The Blackhawks are once again one of the most consistently dominant offensive teams in the league. The St. Louis Blues, under Ken Hitchcock, are almost ridiculously dedicated to a stifling defense that sees them win nearly every game they play. And the Nashville Predators still have one of the best coaches in hockey in Barry Trotz and a deceptively strong depth of talent.
Oh, and the Columbus Blue Jackets are also in the Central Division—yeah, still.
Two years ago, the Detroit Red Wings had one brand new, newly-emerged threat to their power in Chicago. Today, they've got three.
While the Wings currently sit atop the division, conference, and league with 65 points, there is absolutely no guarantee they'll finish in the top three seeding come April.
In fact, it stands to reason that the division championship may very well come down to the final minute of the final period of Game 82 on April 7th against Chicago.
There are some among the Red Wings faithful that find this troubling, even angering in some strange way.
I think it's great.
The competition Detroit is facing in the division provides the kind of motivation and dedication to winning they simply didn't have all those years when they'd get penciled in as division champs sometime in mid-January.
Sure, the re-heated rivalry with Chicago has been a great thing; but now that St. Louis and Nashville have squarely put themselves in the way of both teams, the intensity surrounding all of these games has become white-hot.
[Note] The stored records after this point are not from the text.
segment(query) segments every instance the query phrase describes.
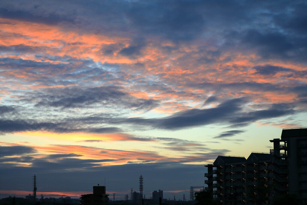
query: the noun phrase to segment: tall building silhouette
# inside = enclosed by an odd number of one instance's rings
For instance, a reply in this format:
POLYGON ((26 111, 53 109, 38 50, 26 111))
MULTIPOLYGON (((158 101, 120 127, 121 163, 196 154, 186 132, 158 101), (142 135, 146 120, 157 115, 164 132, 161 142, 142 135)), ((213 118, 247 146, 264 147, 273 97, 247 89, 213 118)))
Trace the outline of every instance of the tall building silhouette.
POLYGON ((288 193, 307 201, 307 128, 283 129, 281 139, 270 141, 269 153, 219 156, 205 165, 205 190, 223 204, 268 203, 288 193))

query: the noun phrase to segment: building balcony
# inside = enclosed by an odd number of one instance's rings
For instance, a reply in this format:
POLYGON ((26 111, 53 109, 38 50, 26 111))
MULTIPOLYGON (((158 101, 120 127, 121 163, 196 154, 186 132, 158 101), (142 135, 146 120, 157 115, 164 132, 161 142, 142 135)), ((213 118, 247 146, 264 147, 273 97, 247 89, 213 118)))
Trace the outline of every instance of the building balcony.
POLYGON ((212 181, 212 180, 205 180, 205 184, 209 184, 210 183, 212 183, 212 182, 213 181, 212 181))
POLYGON ((209 173, 205 173, 205 177, 210 177, 210 176, 212 176, 212 174, 209 174, 209 173))
POLYGON ((221 172, 220 172, 220 171, 218 171, 217 169, 214 169, 213 170, 213 174, 218 174, 220 173, 221 172))
POLYGON ((275 184, 274 185, 274 188, 276 189, 277 190, 280 191, 286 191, 288 190, 288 188, 286 186, 281 186, 278 184, 275 184))
POLYGON ((288 164, 288 162, 285 160, 275 158, 273 159, 272 161, 274 164, 279 165, 287 165, 288 164))
POLYGON ((275 176, 273 179, 279 182, 286 182, 288 181, 288 179, 286 177, 282 178, 278 176, 275 176))

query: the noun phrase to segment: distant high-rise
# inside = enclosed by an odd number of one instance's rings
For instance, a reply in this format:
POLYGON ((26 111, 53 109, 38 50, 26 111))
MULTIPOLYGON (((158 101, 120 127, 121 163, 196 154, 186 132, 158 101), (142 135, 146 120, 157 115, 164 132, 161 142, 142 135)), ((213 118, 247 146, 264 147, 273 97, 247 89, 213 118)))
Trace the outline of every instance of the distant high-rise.
POLYGON ((154 191, 153 192, 153 201, 154 203, 159 202, 159 198, 163 199, 163 190, 159 190, 159 192, 154 191))
POLYGON ((142 175, 140 176, 140 199, 143 199, 143 177, 142 175))
POLYGON ((205 166, 205 190, 223 204, 268 204, 288 193, 307 202, 307 128, 283 129, 281 138, 270 140, 269 153, 252 152, 247 159, 219 156, 205 166))
POLYGON ((33 197, 34 198, 34 202, 36 201, 36 190, 37 188, 36 187, 36 176, 35 175, 34 175, 33 177, 33 197))

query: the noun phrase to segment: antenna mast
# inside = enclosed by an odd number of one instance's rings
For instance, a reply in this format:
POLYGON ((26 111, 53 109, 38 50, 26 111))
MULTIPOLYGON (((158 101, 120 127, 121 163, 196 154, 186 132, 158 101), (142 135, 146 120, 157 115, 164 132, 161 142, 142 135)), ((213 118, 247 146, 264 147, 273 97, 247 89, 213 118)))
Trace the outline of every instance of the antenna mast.
POLYGON ((36 176, 35 176, 35 175, 34 175, 34 176, 33 177, 33 180, 34 182, 33 183, 34 186, 33 188, 33 197, 34 198, 35 202, 36 201, 36 190, 37 190, 37 188, 36 188, 36 176))
POLYGON ((140 199, 143 199, 143 177, 142 175, 140 176, 140 199))

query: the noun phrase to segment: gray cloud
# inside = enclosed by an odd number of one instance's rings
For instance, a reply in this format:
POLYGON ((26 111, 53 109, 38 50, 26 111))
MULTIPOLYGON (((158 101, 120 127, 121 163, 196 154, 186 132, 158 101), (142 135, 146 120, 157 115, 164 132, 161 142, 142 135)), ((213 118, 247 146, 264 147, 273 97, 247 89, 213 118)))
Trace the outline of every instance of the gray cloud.
POLYGON ((35 149, 26 146, 0 146, 0 157, 33 154, 36 151, 35 149))
POLYGON ((245 132, 245 131, 243 131, 243 130, 239 130, 226 131, 223 132, 218 136, 214 137, 213 138, 223 138, 224 137, 232 137, 237 134, 244 132, 245 132))

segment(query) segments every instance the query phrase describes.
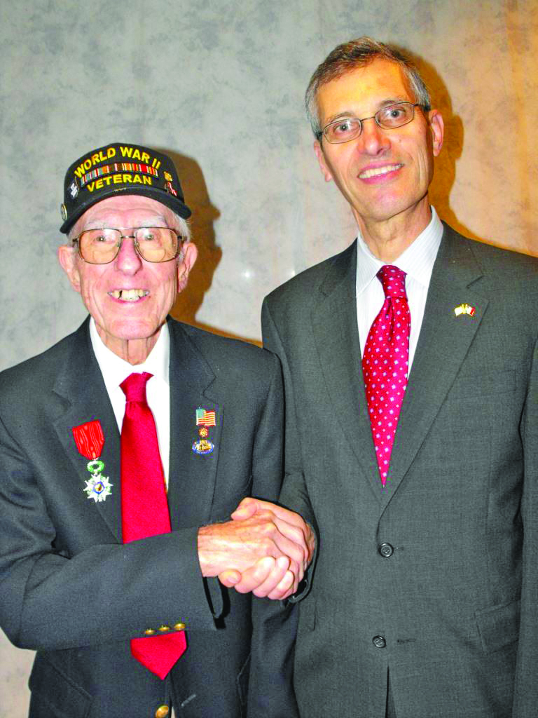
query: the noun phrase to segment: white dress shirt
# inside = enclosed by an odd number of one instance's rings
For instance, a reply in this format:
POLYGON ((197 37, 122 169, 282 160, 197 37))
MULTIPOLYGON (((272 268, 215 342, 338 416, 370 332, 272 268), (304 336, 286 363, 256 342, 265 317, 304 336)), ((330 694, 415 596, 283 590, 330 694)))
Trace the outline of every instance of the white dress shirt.
POLYGON ((170 453, 170 383, 169 367, 170 364, 170 335, 166 323, 155 346, 143 364, 129 364, 106 347, 97 332, 93 318, 90 320, 90 338, 95 358, 101 370, 105 386, 114 411, 118 428, 121 432, 121 424, 125 414, 126 398, 120 384, 133 372, 142 373, 147 371, 154 376, 146 385, 148 405, 153 412, 157 429, 159 451, 164 472, 164 480, 168 486, 169 463, 170 453))
MULTIPOLYGON (((428 227, 397 259, 392 262, 393 266, 398 267, 407 274, 405 291, 411 314, 407 375, 411 371, 424 317, 430 279, 443 236, 441 220, 433 207, 431 210, 432 218, 428 227)), ((374 256, 359 232, 357 236, 356 292, 357 317, 362 355, 364 353, 370 327, 384 302, 383 286, 376 275, 386 264, 374 256)))

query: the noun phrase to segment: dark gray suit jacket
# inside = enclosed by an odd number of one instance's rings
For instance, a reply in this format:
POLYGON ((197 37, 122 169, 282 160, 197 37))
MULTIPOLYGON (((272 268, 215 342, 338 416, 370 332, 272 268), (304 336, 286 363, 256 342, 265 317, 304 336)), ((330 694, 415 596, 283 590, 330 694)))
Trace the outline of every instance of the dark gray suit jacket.
POLYGON ((445 227, 382 490, 356 261, 354 244, 263 310, 285 378, 281 500, 319 536, 301 715, 381 718, 390 671, 398 718, 536 718, 538 263, 445 227))
MULTIPOLYGON (((0 375, 0 625, 37 651, 32 718, 293 714, 293 631, 278 602, 202 579, 199 526, 227 520, 245 495, 278 495, 282 387, 255 347, 169 320, 172 533, 122 545, 120 439, 88 323, 0 375), (195 409, 214 409, 212 454, 192 450, 195 409), (72 429, 98 419, 112 495, 83 492, 88 460, 72 429), (161 681, 131 656, 148 628, 187 627, 188 648, 161 681), (253 633, 252 624, 253 623, 253 633), (270 628, 268 630, 268 625, 270 628), (283 630, 275 629, 284 626, 283 630)), ((151 510, 151 497, 148 508, 151 510)))

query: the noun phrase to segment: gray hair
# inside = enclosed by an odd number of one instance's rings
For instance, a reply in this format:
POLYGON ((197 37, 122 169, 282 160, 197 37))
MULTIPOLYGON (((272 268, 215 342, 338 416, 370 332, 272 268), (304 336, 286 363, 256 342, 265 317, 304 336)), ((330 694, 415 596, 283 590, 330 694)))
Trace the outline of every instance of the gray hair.
POLYGON ((393 45, 378 42, 371 37, 359 37, 337 45, 310 78, 305 95, 305 104, 306 115, 316 139, 319 139, 321 135, 317 103, 319 88, 331 80, 336 80, 357 67, 363 67, 377 58, 388 60, 400 65, 415 95, 415 102, 426 111, 430 109, 430 93, 410 60, 393 45))

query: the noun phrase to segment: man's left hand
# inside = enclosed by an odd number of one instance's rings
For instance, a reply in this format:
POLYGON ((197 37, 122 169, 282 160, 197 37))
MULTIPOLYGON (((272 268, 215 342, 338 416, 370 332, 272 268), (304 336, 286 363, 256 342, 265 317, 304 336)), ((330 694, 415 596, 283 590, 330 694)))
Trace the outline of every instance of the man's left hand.
MULTIPOLYGON (((307 555, 302 566, 303 573, 312 560, 316 549, 316 535, 309 524, 294 511, 277 506, 269 501, 247 497, 232 514, 235 521, 244 521, 258 511, 269 510, 280 519, 282 533, 296 543, 306 546, 307 555)), ((265 556, 250 569, 238 571, 224 571, 219 574, 221 583, 229 588, 234 587, 240 593, 252 592, 255 596, 273 600, 283 600, 291 596, 296 589, 296 581, 288 570, 289 561, 285 556, 273 559, 265 556)))

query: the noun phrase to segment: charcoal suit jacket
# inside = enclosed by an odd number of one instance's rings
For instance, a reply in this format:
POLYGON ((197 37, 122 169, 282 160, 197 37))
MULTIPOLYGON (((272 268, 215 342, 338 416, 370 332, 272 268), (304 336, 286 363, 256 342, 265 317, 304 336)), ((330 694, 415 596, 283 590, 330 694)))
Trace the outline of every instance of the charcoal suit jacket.
POLYGON ((388 676, 397 718, 536 718, 538 263, 445 225, 384 490, 356 263, 355 243, 263 309, 285 380, 281 500, 318 536, 301 715, 384 718, 388 676))
POLYGON ((243 497, 278 495, 280 368, 258 348, 169 327, 166 535, 122 544, 120 437, 88 321, 0 375, 0 625, 37 651, 31 718, 149 718, 171 703, 178 718, 243 716, 250 670, 248 714, 294 714, 285 610, 204 579, 197 549, 198 527, 228 520, 243 497), (192 450, 199 407, 216 414, 205 455, 192 450), (72 434, 93 419, 113 485, 100 503, 83 490, 88 459, 72 434), (161 681, 129 640, 178 623, 188 648, 161 681))

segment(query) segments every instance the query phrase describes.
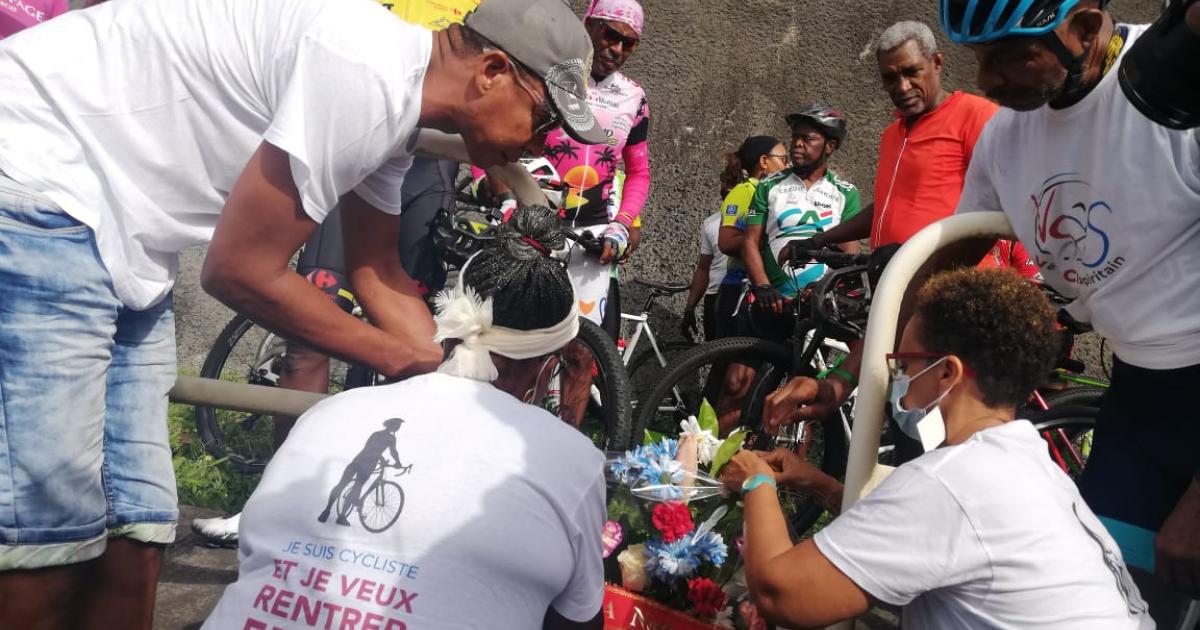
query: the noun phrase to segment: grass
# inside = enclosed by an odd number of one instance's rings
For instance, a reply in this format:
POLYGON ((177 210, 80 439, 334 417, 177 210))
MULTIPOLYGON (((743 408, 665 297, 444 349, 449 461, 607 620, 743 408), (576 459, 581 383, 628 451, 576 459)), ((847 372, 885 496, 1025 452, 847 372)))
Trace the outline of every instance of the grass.
POLYGON ((241 511, 260 475, 239 473, 228 461, 204 450, 191 404, 170 403, 167 427, 179 502, 230 514, 241 511))

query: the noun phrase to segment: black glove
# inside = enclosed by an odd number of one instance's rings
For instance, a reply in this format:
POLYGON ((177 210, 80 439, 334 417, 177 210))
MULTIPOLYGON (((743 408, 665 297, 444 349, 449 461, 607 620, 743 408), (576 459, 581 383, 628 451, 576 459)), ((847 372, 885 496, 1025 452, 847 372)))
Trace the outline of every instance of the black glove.
POLYGON ((779 293, 772 284, 756 284, 750 288, 754 295, 754 306, 763 311, 781 312, 784 310, 784 294, 779 293))
POLYGON ((696 326, 695 306, 683 312, 683 320, 679 322, 679 334, 683 335, 685 340, 694 340, 700 334, 700 329, 696 326))
POLYGON ((779 264, 780 266, 792 263, 796 265, 803 265, 811 260, 808 256, 800 256, 800 250, 820 250, 822 245, 817 242, 816 239, 796 239, 787 241, 784 248, 779 251, 779 264))

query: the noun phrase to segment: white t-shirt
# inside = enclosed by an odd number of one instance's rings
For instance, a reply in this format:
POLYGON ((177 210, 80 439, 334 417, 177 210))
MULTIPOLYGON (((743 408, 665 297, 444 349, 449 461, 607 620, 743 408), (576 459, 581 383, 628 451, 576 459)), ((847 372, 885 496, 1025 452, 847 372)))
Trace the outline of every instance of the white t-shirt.
POLYGON ((1028 421, 908 462, 814 539, 906 628, 1148 629, 1112 536, 1028 421))
POLYGON ((238 581, 204 628, 541 628, 551 606, 587 620, 604 521, 604 456, 550 413, 446 374, 352 390, 301 416, 266 467, 238 581), (341 502, 318 520, 353 468, 397 455, 412 468, 385 468, 382 491, 372 475, 349 524, 341 502))
MULTIPOLYGON (((1145 26, 1129 28, 1128 50, 1145 26)), ((1042 276, 1122 360, 1200 364, 1200 131, 1156 125, 1109 72, 1079 103, 1001 109, 959 212, 1003 210, 1042 276)))
POLYGON ((400 212, 432 35, 372 0, 122 0, 0 42, 0 170, 96 232, 118 296, 170 290, 264 139, 314 221, 400 212))
POLYGON ((700 254, 712 256, 713 264, 708 265, 708 288, 706 295, 713 295, 721 288, 725 280, 725 269, 728 266, 730 257, 716 246, 718 234, 721 232, 721 214, 713 212, 700 224, 700 254))

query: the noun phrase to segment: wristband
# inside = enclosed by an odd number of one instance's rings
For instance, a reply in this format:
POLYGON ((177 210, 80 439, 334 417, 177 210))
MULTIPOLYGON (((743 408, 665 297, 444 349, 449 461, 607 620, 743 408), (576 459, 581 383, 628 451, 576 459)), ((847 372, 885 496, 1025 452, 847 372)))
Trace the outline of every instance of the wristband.
POLYGON ((858 386, 858 379, 854 378, 854 374, 851 374, 850 372, 847 372, 847 371, 845 371, 845 370, 842 370, 840 367, 830 367, 829 370, 826 370, 824 372, 821 372, 817 376, 817 378, 822 378, 822 379, 829 378, 829 377, 841 377, 841 379, 845 380, 851 386, 851 389, 858 386))
POLYGON ((775 485, 775 478, 772 475, 757 474, 750 475, 745 481, 742 482, 742 496, 744 497, 746 492, 767 484, 772 490, 778 490, 779 486, 775 485))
This kind of intensity makes for some outstanding hockey. What's more, it provides the kind of heat and pressure teams like Detroit need to grow even better and stronger than they already are.
There's no way to handicap the Central Division. At this point, it's a legitimate four-team race, and the eventual winner will likely win by a nose hair.
That's a far cry from what Red Wings fans have been used to for most of the last 10 years, but damn if it doesn't make things a lot more exciting.